Le Tribunal Administratif de Montreuil, statuant en référé, a été saisi d'une demande d'injonction visant à contraindre le préfet à convoquer le requérant pour le dépôt de sa demande de renouvellement de titre de séjour et à lui délivrer un récépissé. La juridiction constate que la délivrance d'un récépissé postérieurement à l'introduction de la requête a rendu la demande principale sans objet. Elle condamne néanmoins l'État à verser au requérant la somme de 800 euros au titre des frais exposés pour le litige, en application de l'article L. 761-1 du code de justice administrative.
Texte intégral
Vu la procédure suivante :
Par une requête, enregistrée le 14 octobre 2025, M. C... B... A..., représenté par Me Gomes Xavier, doit être regardé comme demandant au juge des référés, statuant sur le fondement de l’article L. 521-3 du code de justice administrative :
1°) d’enjoindre au préfet de la Seine-Saint-Denis de le convoquer à un rendez-vous afin de déposer sa demande de renouvellement de son titre de séjour portant la mention « salarié » et, à cette occasion, de lui délivrer un récépissé de sa demande, dans un délai de quinze jours à compter de l’ordonnance à intervenir et sous astreinte de 150 euros par jour de retard ;
2°) de mettre à la charge de l’Etat le versement de la somme de 1 500 euros au titre de l’article L. 761-1 du code de justice administrative.
Par un mémoire en défense, enregistré le 26 janvier 2026, le préfet de la Seine-Saint-Denis conclut au rejet de la requête et soutient que celle-ci est devenue sans objet dès lors que le requérant a été mis en possession, le 22 janvier 2026, d’un récépissé de demande valable jusqu’au 21 juillet 2026.

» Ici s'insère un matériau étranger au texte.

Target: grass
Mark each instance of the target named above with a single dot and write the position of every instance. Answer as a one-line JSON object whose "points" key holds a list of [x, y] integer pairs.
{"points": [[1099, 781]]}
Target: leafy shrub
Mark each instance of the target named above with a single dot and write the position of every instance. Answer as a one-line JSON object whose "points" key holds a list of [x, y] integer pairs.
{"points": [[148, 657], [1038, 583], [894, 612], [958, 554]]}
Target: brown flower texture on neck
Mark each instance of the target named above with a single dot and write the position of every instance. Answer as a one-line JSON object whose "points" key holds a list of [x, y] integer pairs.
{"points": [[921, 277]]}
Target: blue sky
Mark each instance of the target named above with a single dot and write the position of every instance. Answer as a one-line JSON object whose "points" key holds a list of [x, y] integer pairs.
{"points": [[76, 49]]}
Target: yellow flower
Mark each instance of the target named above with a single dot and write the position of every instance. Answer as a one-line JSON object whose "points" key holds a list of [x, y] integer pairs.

Par de nouveaux mémoires, respectivement enregistrés les 29 janvier et 2 février 2026, M. B... A... indique maintenir ses conclusions relatives au frais d’instance, qu’il porte à 2 000 euros.
Vu les autres pièces du dossier.
Vu le code de justice administrative.
La présidente du tribunal a désigné M. Toutain, vice-président, pour statuer sur les demandes de référé.
Considérant ce qui suit :
Sur l’étendue du litige :
Il résulte de l’instruction que, postérieurement à l’introduction de sa requête, M. B... A... s’est vu remettre, le 22 janvier 2026, un récépissé de sa demande de renouvellement de titre de séjour valable jusqu’au 21 juillet 2026. Par suite, ses conclusions à fin d’injonction sous astreinte sont devenues sans objet, ce dont le requérant ne disconvient d’ailleurs pas en réplique, de sorte qu’il n’y a plus lieu d’y statuer.
Sur les frais liés au litige :
Il y a lieu, dans les circonstances de l’espèce, de mettre à la charge de l’Etat le versement à M. B... A... de la somme de 800 euros au titre de l’article L. 761-1 du code de justice administrative.
O R D O N N E :
Article 1er : Il n’y a pas lieu de statuer sur les conclusions à fin d’injonction sous astreinte présentées par M. B... A....
Article 2 : L’Etat versera à M. B... A... la somme de 800 euros en application de l’article L. 761-1 du code de justice administrative.
Article 3 : le surplus des conclusions de la requête est rejeté.
Article 4 : La présente ordonnance sera notifiée à M. C... B... A..., au ministre de l’intérieur et préfet de la Seine-Saint-Denis.
Fait à Montreuil, le 9 mars 2026.
Le juge des référés,
E. Toutain
La République mande et ordonne au ministre de l’intérieur, en ce qui le concerne, ou à tous commissaires de justice à ce requis, en ce qui concerne les voies de droit commun contre les parties privées, de pourvoir à l’exécution de la présente décision.